OpenAI is seeking a Software Engineer specializing in Networking to join their Platform Networking team. This role is crucial in developing the communication infrastructure that powers OpenAI's largest AI training operations. The position involves working with cutting-edge technology in a hybrid work environment based in San Francisco.
The Platform Networking team is responsible for the collective communication stack used in OpenAI's largest training jobs. Using C++ and CUDA, the team develops novel collective communication techniques that enable efficient training of flagship models on custom-built supercomputers. This work directly impacts AI research progress at OpenAI and the field as a whole.

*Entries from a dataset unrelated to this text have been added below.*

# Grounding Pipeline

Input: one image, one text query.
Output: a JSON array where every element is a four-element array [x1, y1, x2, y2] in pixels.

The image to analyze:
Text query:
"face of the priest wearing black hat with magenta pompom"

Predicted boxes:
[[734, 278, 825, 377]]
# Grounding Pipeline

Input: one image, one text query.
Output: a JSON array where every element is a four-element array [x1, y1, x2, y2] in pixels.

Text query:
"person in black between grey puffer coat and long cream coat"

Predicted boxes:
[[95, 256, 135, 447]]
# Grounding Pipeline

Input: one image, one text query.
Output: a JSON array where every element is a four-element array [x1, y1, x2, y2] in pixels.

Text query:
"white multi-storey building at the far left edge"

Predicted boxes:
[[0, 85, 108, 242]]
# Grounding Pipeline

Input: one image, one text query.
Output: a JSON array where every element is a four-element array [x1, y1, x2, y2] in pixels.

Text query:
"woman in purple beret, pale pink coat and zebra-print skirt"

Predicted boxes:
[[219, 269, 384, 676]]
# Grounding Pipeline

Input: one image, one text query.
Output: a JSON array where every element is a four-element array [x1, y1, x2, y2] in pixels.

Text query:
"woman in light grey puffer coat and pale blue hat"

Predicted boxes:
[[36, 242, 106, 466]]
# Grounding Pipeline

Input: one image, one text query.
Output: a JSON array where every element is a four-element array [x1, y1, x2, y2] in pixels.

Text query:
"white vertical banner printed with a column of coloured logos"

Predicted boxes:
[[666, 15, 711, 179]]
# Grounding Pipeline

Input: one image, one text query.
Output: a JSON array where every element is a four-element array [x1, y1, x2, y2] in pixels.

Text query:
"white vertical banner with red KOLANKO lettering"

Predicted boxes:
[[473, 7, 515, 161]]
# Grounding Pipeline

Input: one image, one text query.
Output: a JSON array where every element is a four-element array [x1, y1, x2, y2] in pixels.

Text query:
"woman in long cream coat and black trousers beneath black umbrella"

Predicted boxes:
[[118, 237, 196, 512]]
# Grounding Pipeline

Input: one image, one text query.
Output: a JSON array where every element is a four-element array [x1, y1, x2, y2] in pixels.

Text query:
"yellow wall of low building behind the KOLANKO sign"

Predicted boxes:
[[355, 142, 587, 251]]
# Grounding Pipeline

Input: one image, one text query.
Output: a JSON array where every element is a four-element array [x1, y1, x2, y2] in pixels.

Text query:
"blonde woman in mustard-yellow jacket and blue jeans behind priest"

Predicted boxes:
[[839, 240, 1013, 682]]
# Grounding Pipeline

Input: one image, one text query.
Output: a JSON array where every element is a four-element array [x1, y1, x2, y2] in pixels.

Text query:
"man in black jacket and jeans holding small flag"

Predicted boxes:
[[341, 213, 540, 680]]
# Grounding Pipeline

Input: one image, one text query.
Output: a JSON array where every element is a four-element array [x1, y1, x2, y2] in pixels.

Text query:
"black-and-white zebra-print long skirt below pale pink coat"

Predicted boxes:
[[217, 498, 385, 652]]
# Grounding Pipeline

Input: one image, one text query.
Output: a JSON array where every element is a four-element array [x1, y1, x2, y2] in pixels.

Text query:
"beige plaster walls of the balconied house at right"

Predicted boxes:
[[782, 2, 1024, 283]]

As a Software Engineer in Networking, you'll be designing and implementing custom networking collectives tightly integrated into the training stack. The role requires expertise in low-level performance-critical software development, with collective communication experience being a valuable addition. You'll work closely with ML researchers, optimize network transports for large-scale training jobs, and contribute to future supercomputer network designs.
The position offers competitive compensation ranging from $380K to $555K and includes benefits such as relocation assistance. OpenAI provides a hybrid work model requiring 3 days in the office per week. The company is committed to diversity, equality, and ensuring AI benefits all of humanity.
This role is perfect for someone who thrives on technical challenges, has experience with RDMA distributed algorithms, and is comfortable with low-level performance-sensitive code. You'll be at the forefront of AI infrastructure development, working on systems that enable the training of some of the most advanced AI models in the world.